Dewasa ini, kawula muda edgy mulai mendengarkan kembali lagu yang mendayu-dayu, seperti Kangen Band, Armada, Ada Band dst yang sebelumnya telah ditempatkan ke dalam daftar hitam anak muda edgy di tahun 2000an, karena mulai dari penampilan personil dan liriknya yang menye-menye dianggap cringe, kamseupay dan tidak merepresentasi anak muda di zamannya (terutama anak muda di kota) yang lebih mengidolakan Rolling Stone, Gun's n Roses, Nirvana, The Sigit, Linkin Park dst.
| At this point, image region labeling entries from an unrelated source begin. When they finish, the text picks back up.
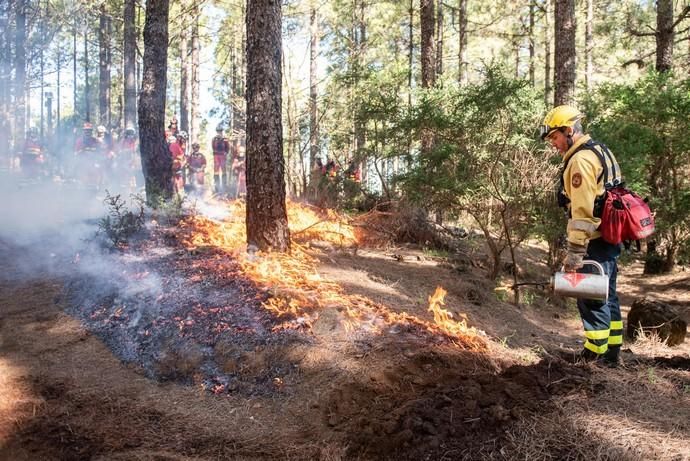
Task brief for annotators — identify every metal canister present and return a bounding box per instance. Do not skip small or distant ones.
[551,260,609,301]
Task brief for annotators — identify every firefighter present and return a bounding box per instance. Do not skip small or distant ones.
[74,122,102,188]
[168,136,187,196]
[232,144,247,198]
[116,126,138,186]
[20,127,45,179]
[540,105,623,366]
[188,142,206,190]
[96,125,115,186]
[211,125,230,193]
[165,115,178,139]
[345,160,362,183]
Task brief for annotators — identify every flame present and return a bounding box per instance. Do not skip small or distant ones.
[180,201,486,349]
[429,287,476,336]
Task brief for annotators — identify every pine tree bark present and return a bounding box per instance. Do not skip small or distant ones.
[84,27,91,122]
[122,0,137,128]
[246,0,290,251]
[139,0,173,208]
[585,0,594,91]
[98,3,110,128]
[655,0,674,72]
[189,2,200,142]
[528,0,536,87]
[72,18,81,120]
[544,0,553,107]
[420,0,436,88]
[309,0,319,171]
[435,0,443,78]
[420,0,436,156]
[351,0,367,164]
[180,1,191,132]
[0,9,12,155]
[407,0,414,106]
[14,0,27,147]
[458,0,469,84]
[554,0,576,106]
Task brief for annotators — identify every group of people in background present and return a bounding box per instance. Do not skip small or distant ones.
[10,122,143,190]
[165,117,247,198]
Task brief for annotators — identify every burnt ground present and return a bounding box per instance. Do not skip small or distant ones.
[0,218,690,460]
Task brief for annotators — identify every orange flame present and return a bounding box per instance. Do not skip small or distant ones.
[181,201,486,349]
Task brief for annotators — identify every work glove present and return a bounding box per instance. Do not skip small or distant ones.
[563,242,587,272]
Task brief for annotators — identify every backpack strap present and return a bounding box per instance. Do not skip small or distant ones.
[561,139,620,190]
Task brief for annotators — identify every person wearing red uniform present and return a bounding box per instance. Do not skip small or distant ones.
[211,125,230,193]
[165,116,178,139]
[188,142,206,193]
[20,127,45,179]
[74,122,102,188]
[116,127,143,186]
[168,136,187,195]
[232,145,247,198]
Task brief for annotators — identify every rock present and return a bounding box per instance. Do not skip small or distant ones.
[627,298,688,346]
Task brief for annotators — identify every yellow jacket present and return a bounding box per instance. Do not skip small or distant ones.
[562,135,621,246]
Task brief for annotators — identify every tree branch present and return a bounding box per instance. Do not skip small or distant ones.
[671,5,690,29]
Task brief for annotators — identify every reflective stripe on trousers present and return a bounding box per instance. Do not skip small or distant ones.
[577,238,623,355]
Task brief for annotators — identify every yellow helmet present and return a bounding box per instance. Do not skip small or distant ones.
[539,105,584,139]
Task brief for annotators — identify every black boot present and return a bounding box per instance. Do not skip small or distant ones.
[604,346,621,368]
[580,349,601,363]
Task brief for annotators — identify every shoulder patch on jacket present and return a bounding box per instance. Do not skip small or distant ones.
[570,173,582,189]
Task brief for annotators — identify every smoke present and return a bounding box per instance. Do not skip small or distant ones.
[0,173,160,294]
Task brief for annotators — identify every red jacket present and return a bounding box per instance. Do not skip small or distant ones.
[211,136,230,155]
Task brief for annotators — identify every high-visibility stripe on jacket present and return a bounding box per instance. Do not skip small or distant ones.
[562,135,622,245]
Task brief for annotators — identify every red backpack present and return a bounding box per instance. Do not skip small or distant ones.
[559,141,654,245]
[599,185,654,244]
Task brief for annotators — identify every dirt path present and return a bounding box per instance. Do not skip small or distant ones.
[0,241,690,461]
[0,243,310,460]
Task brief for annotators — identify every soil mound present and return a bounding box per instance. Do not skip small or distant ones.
[323,351,589,459]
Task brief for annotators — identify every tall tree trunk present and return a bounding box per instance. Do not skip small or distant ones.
[98,3,110,128]
[0,5,12,156]
[458,0,469,84]
[655,0,674,72]
[72,18,81,123]
[134,6,144,95]
[309,0,319,171]
[353,0,367,163]
[122,0,137,128]
[420,0,436,88]
[14,0,27,148]
[139,0,173,207]
[554,0,576,106]
[420,0,436,156]
[55,47,62,131]
[528,0,536,87]
[407,0,414,107]
[84,27,91,122]
[189,2,200,142]
[246,0,290,251]
[436,0,443,78]
[38,1,46,141]
[585,0,594,91]
[544,0,553,107]
[179,5,191,132]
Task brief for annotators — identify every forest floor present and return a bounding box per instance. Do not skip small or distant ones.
[0,195,690,460]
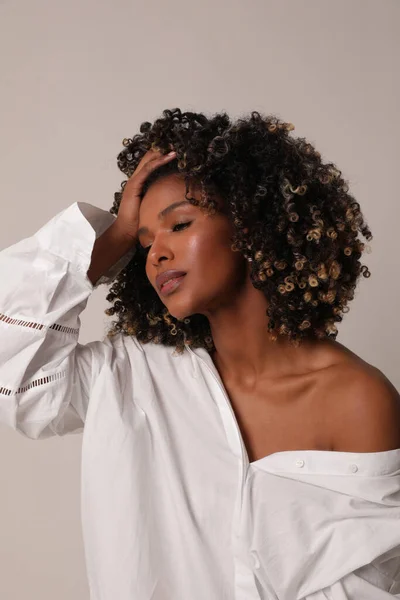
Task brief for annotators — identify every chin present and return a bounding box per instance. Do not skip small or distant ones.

Di tahun 2000an mereka menganggap musik pop seringkali tidak relevan untuk menggugah selera musik anak muda di zaman itu. Artinya selera musik dalam negeri perlu mencontoh budaya-budaya musik luar, yang dimulai dari kesesuaian penampilan, pemilihan lirik, susunan nada dan distorsi.
Tetapi kemudian ketika menengok musik dalam negeri yang tidak nyambung dengan gaya berpakaian Emo membawakan lagu menye-menye dan mendayu-dayu, barang kali itu menjadi penyebab mengapa anak muda di tahun 2000an lebih menyukai genre punk, rock, hardcore dst.
Namun persoalan mengenai jenis genre musik yang dalam tanda kutip, dianggap lebih keren daripada genre lainnya menjadi fenomena yang menarik untuk dibahas.
Tulisan ini hendak mengulas tentang mengapa musik pop menjadi musik yang nir-maknawi dan dangkal dengan membedah secara singkat beberapa lirik lagunya, serta membahas tentang relasi antara pasar-seniman-penikmat musik agar setidaknya mampu melihat secara objektif apa yang terjadi di balik ratapan kesedihan cinta yang selama ini kita dengar.
Untuk memulai pembahasan barangkali kalian pernah menonton atau setidaknya sepintas melihat scene dalam film 500 Days Summer. Dikisahkan dalam sebuah lift, Tom sedang mendengarkan lagu yang dibawakan oleh The Smiths, berjudul There Is a Light That Never Goes Out dengan menggunakan headset.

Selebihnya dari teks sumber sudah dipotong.